BlairGeneration Z, or the Facebook Generation, unlike their predecessors, Millennials, are still growing into their own politically.  Many in Generation Z are not even old enough to vote for or have graduated High School.  But in a sign of just how important the GOP views capturing or minimizing the Democratic advantage among the youth vote (18-29) the GOP boasts the only two elected Generation Z state legislators and both are women.

The first, Sara Blair of West Virginia was elected when she was 18.  Defeating a 66-year-old Republican incumbent in the primary when she was just 17 she than easily captured her red legislative seat 63%-30% last November.  Blair did have the benefit of coming from a politically active and well-known family.  Her father, state senator Craig Blair, was elected in 2013.  Take the political leanings of the district out of the equation and the fact a 17-year-old lady would run for office and win is amazing.  And it runs contrary to popular wisdom the youth vote is a lock for Democrats.

Now, building on such success comes a recent story out of New Hampshire’s 32 LD.  The legislative district, based in Rockingham County and encompassing the towns of Northwood, Candia, Nottingham, Deerfield and Epping, has largely been considered a swing district at the legislative level.  Former Democratic legislator Maureen Mann, who first captured the district in a 2007 special election and won (2008, 2012) it on and off ran to recapture her old seat.  Then state rep. Brian Dobson was vacating the seat to work for Congressman Frank Guinta.

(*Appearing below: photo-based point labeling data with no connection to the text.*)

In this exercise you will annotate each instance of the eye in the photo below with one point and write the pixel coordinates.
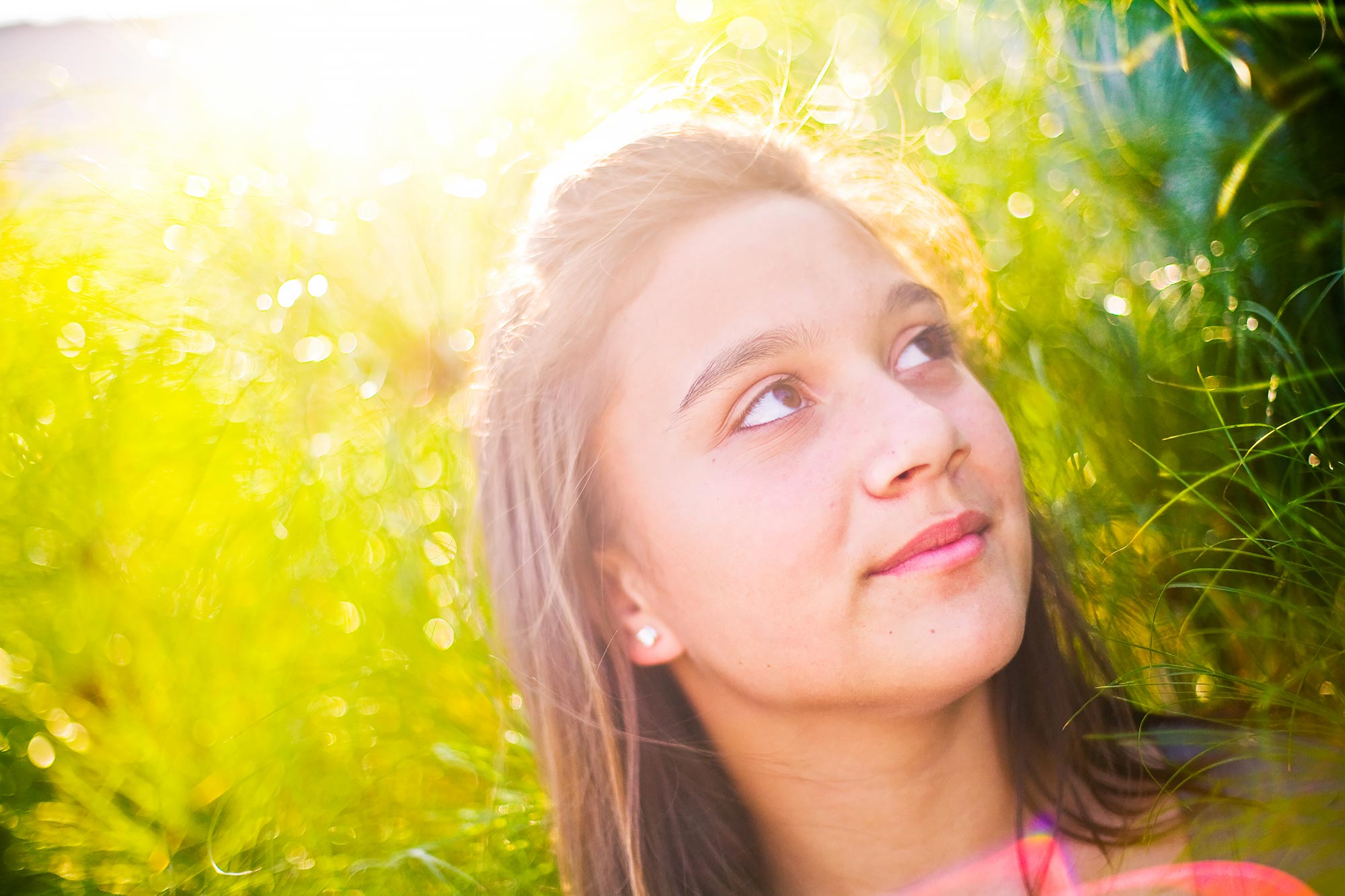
(783, 397)
(934, 342)
(782, 393)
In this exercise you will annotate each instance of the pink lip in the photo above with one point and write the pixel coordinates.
(945, 557)
(948, 542)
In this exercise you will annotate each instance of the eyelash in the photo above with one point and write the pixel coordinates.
(944, 348)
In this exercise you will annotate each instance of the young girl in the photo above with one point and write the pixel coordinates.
(782, 614)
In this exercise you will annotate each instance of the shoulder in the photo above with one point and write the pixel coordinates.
(1258, 795)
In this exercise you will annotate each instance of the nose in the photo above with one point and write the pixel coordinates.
(915, 439)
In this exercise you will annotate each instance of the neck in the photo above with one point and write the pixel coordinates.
(859, 801)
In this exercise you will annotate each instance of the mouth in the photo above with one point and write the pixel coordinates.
(944, 545)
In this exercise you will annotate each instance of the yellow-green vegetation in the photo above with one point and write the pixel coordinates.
(243, 610)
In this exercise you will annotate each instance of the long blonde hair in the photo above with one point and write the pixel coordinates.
(640, 799)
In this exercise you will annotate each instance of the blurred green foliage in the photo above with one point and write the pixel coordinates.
(243, 612)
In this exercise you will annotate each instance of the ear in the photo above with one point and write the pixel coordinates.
(629, 594)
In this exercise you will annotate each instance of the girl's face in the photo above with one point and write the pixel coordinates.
(789, 413)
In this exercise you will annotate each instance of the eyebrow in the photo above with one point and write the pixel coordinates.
(778, 341)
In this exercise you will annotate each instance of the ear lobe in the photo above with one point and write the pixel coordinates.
(629, 595)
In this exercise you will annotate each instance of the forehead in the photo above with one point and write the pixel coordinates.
(757, 263)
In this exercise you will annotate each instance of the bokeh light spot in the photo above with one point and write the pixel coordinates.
(439, 633)
(1020, 205)
(289, 292)
(41, 752)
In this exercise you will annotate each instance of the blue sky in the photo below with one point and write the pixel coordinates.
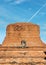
(12, 11)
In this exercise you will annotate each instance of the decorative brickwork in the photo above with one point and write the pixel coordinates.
(22, 45)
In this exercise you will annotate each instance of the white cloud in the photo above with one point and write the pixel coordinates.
(37, 12)
(16, 1)
(19, 1)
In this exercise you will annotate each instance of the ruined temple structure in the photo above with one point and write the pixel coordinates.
(23, 45)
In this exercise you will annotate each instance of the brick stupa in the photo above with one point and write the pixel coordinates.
(23, 45)
(23, 32)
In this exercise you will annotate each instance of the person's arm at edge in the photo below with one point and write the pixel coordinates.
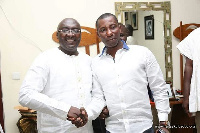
(158, 86)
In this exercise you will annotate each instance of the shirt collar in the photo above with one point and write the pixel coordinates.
(124, 47)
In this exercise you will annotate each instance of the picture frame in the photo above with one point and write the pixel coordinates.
(126, 16)
(134, 20)
(149, 27)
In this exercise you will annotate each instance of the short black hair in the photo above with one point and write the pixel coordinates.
(130, 29)
(105, 15)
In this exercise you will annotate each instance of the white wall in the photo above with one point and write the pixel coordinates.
(27, 26)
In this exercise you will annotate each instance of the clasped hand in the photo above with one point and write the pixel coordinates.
(78, 117)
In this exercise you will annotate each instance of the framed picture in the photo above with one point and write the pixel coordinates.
(126, 16)
(134, 20)
(149, 27)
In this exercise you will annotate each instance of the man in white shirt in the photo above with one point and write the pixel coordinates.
(190, 48)
(59, 82)
(123, 72)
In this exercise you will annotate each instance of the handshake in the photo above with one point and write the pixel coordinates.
(79, 117)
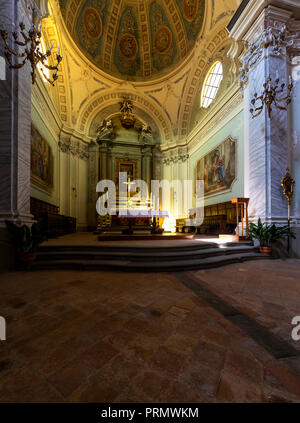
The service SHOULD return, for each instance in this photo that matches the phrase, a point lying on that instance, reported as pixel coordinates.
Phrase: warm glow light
(169, 225)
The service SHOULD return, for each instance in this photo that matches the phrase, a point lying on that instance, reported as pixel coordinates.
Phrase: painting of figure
(218, 168)
(41, 161)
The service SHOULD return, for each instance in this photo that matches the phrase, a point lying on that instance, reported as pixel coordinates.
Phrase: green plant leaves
(269, 234)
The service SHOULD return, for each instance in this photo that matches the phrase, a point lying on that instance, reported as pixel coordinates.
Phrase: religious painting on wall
(218, 169)
(128, 166)
(41, 162)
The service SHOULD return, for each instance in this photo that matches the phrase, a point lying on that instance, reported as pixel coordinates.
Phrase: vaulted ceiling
(134, 39)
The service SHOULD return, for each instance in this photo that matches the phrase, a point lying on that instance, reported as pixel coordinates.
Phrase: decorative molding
(76, 148)
(173, 159)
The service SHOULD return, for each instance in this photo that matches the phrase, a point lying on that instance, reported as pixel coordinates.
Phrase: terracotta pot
(27, 258)
(265, 250)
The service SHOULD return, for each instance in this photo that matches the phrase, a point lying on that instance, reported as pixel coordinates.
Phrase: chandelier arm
(11, 51)
(27, 39)
(18, 66)
(256, 114)
(47, 78)
(280, 107)
(282, 99)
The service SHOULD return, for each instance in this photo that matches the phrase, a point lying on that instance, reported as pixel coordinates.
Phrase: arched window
(42, 69)
(211, 84)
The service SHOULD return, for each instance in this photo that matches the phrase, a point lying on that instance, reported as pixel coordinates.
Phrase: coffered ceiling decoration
(134, 39)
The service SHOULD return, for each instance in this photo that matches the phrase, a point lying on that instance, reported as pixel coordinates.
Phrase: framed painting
(218, 169)
(41, 162)
(128, 166)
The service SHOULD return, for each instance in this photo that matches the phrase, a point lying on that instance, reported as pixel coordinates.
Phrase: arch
(111, 97)
(213, 44)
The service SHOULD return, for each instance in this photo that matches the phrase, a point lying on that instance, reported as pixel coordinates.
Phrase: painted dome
(134, 39)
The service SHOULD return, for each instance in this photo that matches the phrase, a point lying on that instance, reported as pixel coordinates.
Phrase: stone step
(151, 249)
(142, 254)
(133, 266)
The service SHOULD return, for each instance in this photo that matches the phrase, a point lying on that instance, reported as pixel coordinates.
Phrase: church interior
(116, 289)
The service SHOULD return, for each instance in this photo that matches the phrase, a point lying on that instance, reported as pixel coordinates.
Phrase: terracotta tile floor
(117, 337)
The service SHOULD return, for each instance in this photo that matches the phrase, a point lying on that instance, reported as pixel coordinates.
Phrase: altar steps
(144, 259)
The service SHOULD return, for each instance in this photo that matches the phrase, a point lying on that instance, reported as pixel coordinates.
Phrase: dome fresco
(133, 39)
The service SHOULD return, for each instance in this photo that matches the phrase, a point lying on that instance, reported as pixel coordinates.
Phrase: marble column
(15, 124)
(93, 175)
(103, 153)
(268, 140)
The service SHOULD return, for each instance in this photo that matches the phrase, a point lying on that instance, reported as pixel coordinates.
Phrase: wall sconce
(31, 41)
(271, 96)
(74, 192)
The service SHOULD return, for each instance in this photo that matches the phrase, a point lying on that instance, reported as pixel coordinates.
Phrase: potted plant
(27, 239)
(268, 234)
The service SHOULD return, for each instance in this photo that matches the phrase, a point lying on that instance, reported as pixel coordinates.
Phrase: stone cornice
(254, 9)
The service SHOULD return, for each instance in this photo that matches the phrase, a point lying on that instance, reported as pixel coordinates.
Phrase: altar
(130, 221)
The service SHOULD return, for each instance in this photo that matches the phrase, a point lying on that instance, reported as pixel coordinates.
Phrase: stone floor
(117, 337)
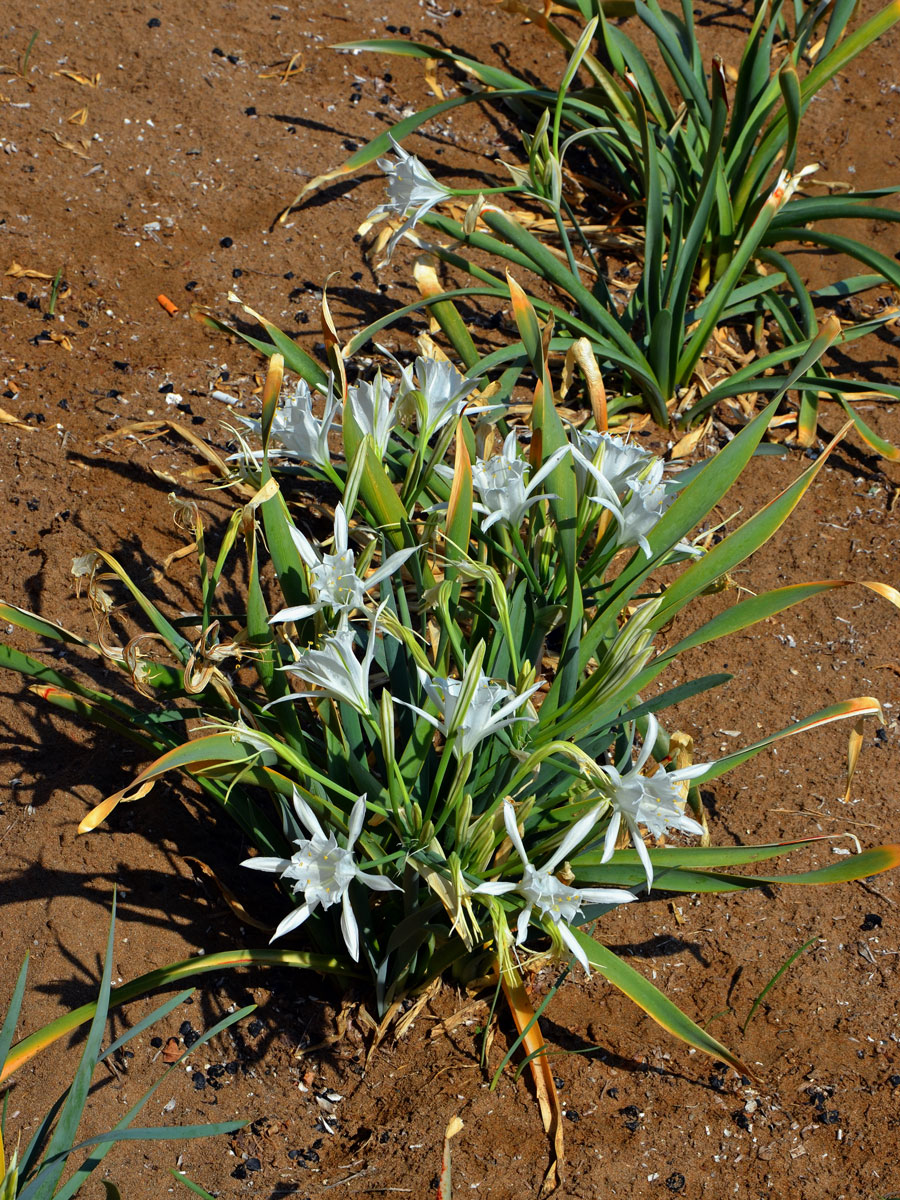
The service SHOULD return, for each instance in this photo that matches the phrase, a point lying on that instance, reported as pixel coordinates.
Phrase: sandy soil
(191, 143)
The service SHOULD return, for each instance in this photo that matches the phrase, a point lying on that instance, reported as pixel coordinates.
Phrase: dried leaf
(24, 273)
(285, 69)
(172, 1050)
(9, 419)
(77, 77)
(66, 145)
(431, 78)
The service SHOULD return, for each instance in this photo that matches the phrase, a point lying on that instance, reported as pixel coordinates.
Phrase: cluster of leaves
(700, 174)
(472, 705)
(36, 1175)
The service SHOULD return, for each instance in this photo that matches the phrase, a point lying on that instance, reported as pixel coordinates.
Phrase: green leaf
(654, 1003)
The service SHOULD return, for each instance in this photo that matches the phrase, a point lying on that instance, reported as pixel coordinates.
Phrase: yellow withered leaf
(25, 273)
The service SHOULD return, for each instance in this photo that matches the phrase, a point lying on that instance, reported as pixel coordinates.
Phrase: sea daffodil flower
(301, 433)
(436, 391)
(370, 406)
(467, 706)
(651, 801)
(323, 871)
(502, 487)
(335, 582)
(335, 671)
(555, 900)
(412, 191)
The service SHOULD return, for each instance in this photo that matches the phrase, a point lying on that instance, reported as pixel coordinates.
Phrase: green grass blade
(654, 1003)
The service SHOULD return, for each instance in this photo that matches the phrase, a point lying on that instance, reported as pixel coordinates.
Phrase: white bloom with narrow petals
(503, 490)
(370, 406)
(541, 889)
(323, 871)
(436, 391)
(649, 801)
(335, 671)
(412, 191)
(335, 582)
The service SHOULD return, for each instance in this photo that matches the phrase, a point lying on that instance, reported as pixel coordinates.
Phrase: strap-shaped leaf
(654, 1003)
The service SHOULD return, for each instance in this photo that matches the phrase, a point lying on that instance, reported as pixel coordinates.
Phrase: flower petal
(349, 928)
(292, 921)
(307, 816)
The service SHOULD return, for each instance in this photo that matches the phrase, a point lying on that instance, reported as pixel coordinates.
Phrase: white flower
(303, 435)
(467, 706)
(370, 406)
(335, 582)
(618, 461)
(501, 483)
(630, 486)
(652, 801)
(543, 891)
(323, 871)
(334, 671)
(436, 391)
(412, 191)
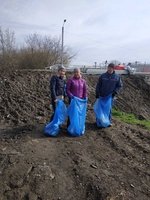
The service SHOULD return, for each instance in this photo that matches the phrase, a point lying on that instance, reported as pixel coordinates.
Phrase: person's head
(110, 68)
(77, 73)
(61, 71)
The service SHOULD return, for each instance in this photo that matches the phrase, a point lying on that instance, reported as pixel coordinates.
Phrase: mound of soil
(104, 164)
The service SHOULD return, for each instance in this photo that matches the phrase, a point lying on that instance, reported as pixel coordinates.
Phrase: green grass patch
(130, 119)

Mann faced minimal competition in her primary but so did her challenger, 19-year-old Yvonne Dean-Bailey.  Mann, a former public school teacher campaigned on her legislative record and strengthening education.  Bailey, a newbie to politics, campaigned on fiscal conservatism but made the smart choice to avoid directing attacking popular Democratic Governor Maggie Hassan.  Instead, her pleas attempted to turn the election into a referendum on a generic Republican vs. a generic Democrat. On May 19th Bailey won with 1,359 (52.4%) votes to Mann’s 1,233 (47.6%) votes.  Bailey now is the youngest legislator in the state and the second youngest in the country.

Bailey’s victory is not just relevant because it happened but because of what it represents.  The GOP obviously saw the election as a way to get a young woman involved in politics but also as a way to test messages and strategies ahead of 2016 and present a new image of the party.  A who’s who of Republican Presidential contenders descended on the small district to promote Bailey’s candidacy including Rick Perry and Marco Rubio.  Robocalls by other contenders were recorded on her behalf.  As a result the former intern for U.S. Sen. Kelly Ayotte and former field organizer for former U.S. House candidate Marilinda Garcia saw turnout in the small district increase significantly from past special elections.  That turnout benefited her campaign.

Now, two elections in two states do not necessarily indicate the youth vote is about to swing rightward in 2016.  But combined with other events it does present a hard to ignore pattern.  Since 2012 the Democratic share of the youth vote (Millennials and Generation Z) has been steadily dropping.  In that election Obama captured 60% of the youth vote (compared to 68% in 2008).  The 2013 Virginia gubernatorial election saw Ken Cuccinelli, according to exit polls, win 45%-39% 18-24 year olds but lose 18-29 year olds 40%-45%.  In New Jersey Chris Christie easily capture the youngest demographic.  Moving onward to 2014 and the GOP captured 43% of the 18-29 year old vote in the national House vote.  Individual US Senate and Gubernatorial exit polls saw individual candidates coming close or winning the demographic.  Also, the youngest female Congresswoman ever elected, Elise Stephanik, a Republican won in NY-23.

This 2015 election result fits right in with the pattern.  Republican efforts to broaden their party’s appeal to the young and recruit young, smart candidates to run is paying off.  While Democrats assume they have a lock on the demographic it may not be as secure as they assume.  Recent election results should give the Left pause and make them consider whether the demographic advantage they believe they enjoy is more a passing trend than a permanent one.